A couple of months ago, I got a call to consult on a critically ill patient in a small community hospital in rural Montana. He was too sick for the facility and needed a higher level of care. But the roads were shut down by a snowstorm. Even the regional transport planes weren’t flying. But the patient needed high-quality, specialty care – fast. And Access TeleCare was a click away.

The patient — understandably — was skeptical about virtual care. He asked me straight out:

“Where are you? How does this work? Are you even trained to do this over video?”

This wasn’t just about the tech. It was about trust.

I answered every question. I explained my training, my role, what I could and couldn’t do, and how I’d be working with the team at his bedside. He was guarded — but he listened. His inquiry was not a cross-examination. Patients don’t deal in medicine or health care every day like we do, and these experiences are unique instances where, to varying degrees, their health, wellness, and well-being are at risk. Patients like this one should access whatever they can to try to verify that the care they are receiving is the right care, and it should be the job of every physician to take the time to invest in this way to forge trust.
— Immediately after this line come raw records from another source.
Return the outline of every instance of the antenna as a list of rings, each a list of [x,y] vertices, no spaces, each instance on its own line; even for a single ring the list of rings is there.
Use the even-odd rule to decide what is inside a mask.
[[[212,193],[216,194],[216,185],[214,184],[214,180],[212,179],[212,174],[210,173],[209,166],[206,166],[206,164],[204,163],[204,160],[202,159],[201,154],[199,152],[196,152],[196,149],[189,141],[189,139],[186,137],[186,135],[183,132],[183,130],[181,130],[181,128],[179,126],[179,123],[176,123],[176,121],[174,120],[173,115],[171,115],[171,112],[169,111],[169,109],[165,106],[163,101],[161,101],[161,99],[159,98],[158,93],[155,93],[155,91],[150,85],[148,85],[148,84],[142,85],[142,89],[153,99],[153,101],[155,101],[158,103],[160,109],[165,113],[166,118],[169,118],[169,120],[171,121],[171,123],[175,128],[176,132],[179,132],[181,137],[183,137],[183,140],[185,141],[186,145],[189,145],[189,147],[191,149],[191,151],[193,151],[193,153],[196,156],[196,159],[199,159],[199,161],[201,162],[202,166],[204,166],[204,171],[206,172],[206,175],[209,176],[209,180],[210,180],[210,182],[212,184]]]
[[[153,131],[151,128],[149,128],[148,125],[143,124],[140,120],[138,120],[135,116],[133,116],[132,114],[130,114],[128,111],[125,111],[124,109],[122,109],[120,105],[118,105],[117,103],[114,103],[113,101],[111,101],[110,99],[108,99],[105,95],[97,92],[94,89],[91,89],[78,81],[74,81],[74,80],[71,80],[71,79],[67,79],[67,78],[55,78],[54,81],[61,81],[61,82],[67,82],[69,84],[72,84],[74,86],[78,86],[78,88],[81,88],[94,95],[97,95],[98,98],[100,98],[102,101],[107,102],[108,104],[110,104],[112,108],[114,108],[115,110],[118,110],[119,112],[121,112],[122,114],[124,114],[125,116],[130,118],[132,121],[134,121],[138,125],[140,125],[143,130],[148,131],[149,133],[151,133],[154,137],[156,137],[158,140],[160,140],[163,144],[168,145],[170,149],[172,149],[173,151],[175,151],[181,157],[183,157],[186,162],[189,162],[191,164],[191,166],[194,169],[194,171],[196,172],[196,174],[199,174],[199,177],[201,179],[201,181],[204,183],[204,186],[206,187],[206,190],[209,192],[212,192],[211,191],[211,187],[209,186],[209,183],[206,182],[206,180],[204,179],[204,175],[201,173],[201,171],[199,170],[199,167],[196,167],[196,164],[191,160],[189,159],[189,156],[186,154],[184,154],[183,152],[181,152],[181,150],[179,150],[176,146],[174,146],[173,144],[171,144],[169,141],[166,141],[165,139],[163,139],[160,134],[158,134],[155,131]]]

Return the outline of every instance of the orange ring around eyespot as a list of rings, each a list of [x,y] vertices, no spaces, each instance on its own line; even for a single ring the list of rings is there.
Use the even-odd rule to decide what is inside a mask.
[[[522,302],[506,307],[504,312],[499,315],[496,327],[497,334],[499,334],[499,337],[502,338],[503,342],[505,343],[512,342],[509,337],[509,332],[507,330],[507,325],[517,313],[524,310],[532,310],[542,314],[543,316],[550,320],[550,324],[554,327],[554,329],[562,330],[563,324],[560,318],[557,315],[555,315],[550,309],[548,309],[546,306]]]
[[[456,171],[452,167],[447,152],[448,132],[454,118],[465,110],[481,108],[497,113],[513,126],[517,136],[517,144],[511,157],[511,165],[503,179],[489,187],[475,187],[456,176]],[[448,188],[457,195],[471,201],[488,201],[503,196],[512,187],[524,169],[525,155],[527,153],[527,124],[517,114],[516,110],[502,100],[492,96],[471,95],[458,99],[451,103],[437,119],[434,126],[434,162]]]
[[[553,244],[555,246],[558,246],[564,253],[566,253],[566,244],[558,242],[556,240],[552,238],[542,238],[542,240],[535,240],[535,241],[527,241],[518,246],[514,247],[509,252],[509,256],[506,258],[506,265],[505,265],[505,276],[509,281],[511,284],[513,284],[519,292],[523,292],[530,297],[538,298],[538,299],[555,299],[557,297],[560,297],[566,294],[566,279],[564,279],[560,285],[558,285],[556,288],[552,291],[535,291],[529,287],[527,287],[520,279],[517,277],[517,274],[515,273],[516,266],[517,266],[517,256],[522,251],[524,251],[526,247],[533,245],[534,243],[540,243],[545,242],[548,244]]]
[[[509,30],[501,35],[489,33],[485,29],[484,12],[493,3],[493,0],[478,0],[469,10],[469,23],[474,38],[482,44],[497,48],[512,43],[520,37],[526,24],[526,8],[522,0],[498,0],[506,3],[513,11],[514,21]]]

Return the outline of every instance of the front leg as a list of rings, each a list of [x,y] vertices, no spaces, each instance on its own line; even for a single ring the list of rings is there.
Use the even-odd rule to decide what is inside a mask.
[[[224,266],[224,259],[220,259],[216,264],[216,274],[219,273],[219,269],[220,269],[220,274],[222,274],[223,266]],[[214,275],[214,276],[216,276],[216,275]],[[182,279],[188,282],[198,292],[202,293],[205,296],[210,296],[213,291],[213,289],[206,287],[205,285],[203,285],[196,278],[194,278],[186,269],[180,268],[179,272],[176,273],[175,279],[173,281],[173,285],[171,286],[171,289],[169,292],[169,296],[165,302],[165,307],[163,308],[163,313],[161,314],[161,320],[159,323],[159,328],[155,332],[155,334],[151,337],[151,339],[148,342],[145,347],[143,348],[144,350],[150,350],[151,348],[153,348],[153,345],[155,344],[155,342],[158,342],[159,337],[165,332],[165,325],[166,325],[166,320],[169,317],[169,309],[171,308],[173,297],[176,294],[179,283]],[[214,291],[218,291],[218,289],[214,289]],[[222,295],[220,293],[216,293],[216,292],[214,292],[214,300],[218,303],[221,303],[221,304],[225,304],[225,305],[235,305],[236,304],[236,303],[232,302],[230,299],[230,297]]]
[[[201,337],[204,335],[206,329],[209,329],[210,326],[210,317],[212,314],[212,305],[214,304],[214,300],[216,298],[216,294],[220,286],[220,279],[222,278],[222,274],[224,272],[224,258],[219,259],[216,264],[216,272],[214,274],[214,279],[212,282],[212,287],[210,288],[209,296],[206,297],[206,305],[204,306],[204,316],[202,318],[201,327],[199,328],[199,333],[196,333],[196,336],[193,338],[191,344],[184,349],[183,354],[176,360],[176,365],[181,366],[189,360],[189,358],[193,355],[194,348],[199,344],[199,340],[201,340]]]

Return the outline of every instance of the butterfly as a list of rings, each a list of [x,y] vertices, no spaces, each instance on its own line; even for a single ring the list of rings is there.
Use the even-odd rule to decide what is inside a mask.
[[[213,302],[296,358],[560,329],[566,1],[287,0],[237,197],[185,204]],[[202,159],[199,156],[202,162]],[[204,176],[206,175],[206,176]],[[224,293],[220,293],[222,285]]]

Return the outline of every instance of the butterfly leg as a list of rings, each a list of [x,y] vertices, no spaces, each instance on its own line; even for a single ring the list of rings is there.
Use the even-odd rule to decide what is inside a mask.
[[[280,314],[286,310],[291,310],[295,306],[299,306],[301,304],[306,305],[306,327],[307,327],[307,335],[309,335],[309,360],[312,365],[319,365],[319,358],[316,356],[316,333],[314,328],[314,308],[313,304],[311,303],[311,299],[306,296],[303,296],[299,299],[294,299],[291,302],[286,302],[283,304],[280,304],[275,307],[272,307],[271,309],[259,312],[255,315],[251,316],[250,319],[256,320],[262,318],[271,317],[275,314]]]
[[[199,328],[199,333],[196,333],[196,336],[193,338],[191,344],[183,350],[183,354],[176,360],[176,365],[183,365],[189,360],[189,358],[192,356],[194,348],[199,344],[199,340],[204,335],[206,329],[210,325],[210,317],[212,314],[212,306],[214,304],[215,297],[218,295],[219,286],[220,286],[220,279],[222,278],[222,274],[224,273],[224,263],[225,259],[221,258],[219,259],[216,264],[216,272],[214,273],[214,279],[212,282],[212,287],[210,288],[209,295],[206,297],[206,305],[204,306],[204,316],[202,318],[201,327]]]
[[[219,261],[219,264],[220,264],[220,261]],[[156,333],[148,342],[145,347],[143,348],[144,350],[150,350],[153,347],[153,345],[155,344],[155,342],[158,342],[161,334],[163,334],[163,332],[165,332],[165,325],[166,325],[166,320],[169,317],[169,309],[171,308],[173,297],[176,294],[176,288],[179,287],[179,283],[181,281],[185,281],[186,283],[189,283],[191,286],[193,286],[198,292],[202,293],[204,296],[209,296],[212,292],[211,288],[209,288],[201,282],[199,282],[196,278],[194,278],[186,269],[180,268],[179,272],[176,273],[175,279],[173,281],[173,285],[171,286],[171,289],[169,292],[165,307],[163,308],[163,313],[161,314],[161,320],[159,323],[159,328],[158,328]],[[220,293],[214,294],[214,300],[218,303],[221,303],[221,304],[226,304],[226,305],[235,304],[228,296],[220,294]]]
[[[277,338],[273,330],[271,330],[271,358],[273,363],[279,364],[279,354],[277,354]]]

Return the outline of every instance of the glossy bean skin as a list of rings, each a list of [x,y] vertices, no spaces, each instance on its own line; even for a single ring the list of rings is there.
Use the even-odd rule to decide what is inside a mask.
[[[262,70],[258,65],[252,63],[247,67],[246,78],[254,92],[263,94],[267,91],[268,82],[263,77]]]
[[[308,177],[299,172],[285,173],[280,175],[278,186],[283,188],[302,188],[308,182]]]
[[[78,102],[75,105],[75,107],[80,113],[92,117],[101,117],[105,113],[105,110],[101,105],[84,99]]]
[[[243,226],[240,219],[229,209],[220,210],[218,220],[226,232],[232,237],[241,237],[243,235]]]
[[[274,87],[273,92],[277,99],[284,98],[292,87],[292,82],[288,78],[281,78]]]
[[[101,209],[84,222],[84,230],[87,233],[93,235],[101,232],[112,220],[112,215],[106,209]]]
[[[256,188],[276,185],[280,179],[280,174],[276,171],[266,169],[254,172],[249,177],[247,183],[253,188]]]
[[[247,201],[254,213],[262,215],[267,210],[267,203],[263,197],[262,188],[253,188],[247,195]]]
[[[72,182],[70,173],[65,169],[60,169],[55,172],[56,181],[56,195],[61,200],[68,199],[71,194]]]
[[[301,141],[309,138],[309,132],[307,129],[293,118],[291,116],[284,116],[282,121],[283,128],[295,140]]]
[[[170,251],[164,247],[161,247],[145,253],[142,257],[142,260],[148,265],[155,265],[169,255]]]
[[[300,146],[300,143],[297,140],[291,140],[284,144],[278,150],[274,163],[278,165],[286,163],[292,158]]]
I did what we always train for at Access TeleCare: I focused on connection. I got to know him. He mentioned he was originally from Texas, and we talked about my time here in Austin and Dallas. We joked a little. I made sure he felt like there was a real person on the other side of the screen — not just a diagnosis machine.

Over the course of the night, we stabilized him. He started to feel better. More than that — he started to relax. Let his guard down.

A few hours later, one of the nurses texted me something I’ll never forget.

 “That patient just told me, ‘That’s one smart son of a gun. I never thought you could do this with that technology.’”

That’s the moment we’re all aiming for: leaving patients with delight to the point of surprise and awe.

What changed? Not the screen. Not the snowstorm. The care didn’t suddenly get better — the connection did.

This is exactly why Access TeleCare trains every provider in Breaking Through the Screen™️. It’s about how we introduce ourselves. How we talk. How we slow down enough to earn trust — even when time is tight.

When a patient feels like they’re being taken seriously, like someone is present with them, they let us in. They accept the plan. They follow through.

That patient didn’t need to be transferred. He stayed. He got better. And I got to help, thanks to a screen that, in the end, wasn’t a barrier at all.

That’s what Breaking Through the Screen™️ makes possible.